Autochromes Lumière

 La « petite usine » des couleurs

« Il m'a fallu sept ans d'efforts ininterrompus. Je n'ai rien fait d'autre pendant cette longue période ... Je n'ai jamais perdu courage » Louis Lumière

L'inventeur de l'Étiquette bleue est comme tous les photographes de son époque fasciné par la couleur. Il lit tout ce qui s'écrit sur le sujet et rentre en contact avec tous les inventeurs.
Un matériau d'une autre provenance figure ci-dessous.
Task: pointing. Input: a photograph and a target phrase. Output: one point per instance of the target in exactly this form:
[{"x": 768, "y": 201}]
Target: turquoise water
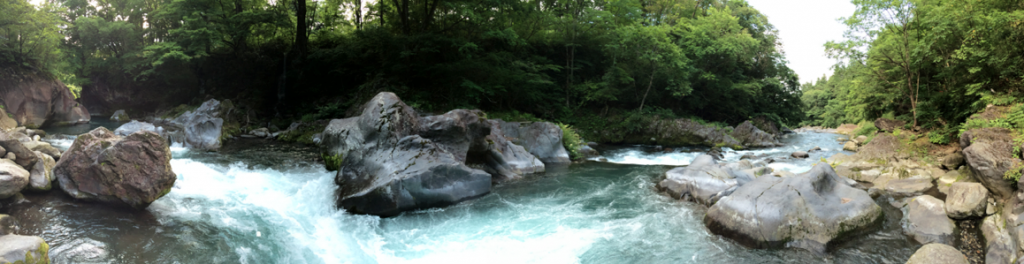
[{"x": 258, "y": 202}]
De 1891 à 1894, il s'intéresse de très près à la méthode de photographie des couleurs mise au point par Gabriel Lippmann qu'il décide d'étudier afin de l'améliorer. Le 28 mars 1894, les deux frères reçoivent les palmes académiques, première récompense pour leurs travaux sur la couleur. Ils déposent en 1893, plusieurs brevets améliorant la synthèse des couleurs par sélections trichromes. Ils sont fournisseurs de plaques et produits pour la reproduction des couleurs. Mais Louis comprend vers 1894 que le procédé de Lippmann ne lui permettra pas d'atteindre à l'instantané, ni d'obtenir des tirages sur papier. Il explore alors une nouvelle piste : celle de la synthèse additive des couleurs. Il va y travailler sept ans.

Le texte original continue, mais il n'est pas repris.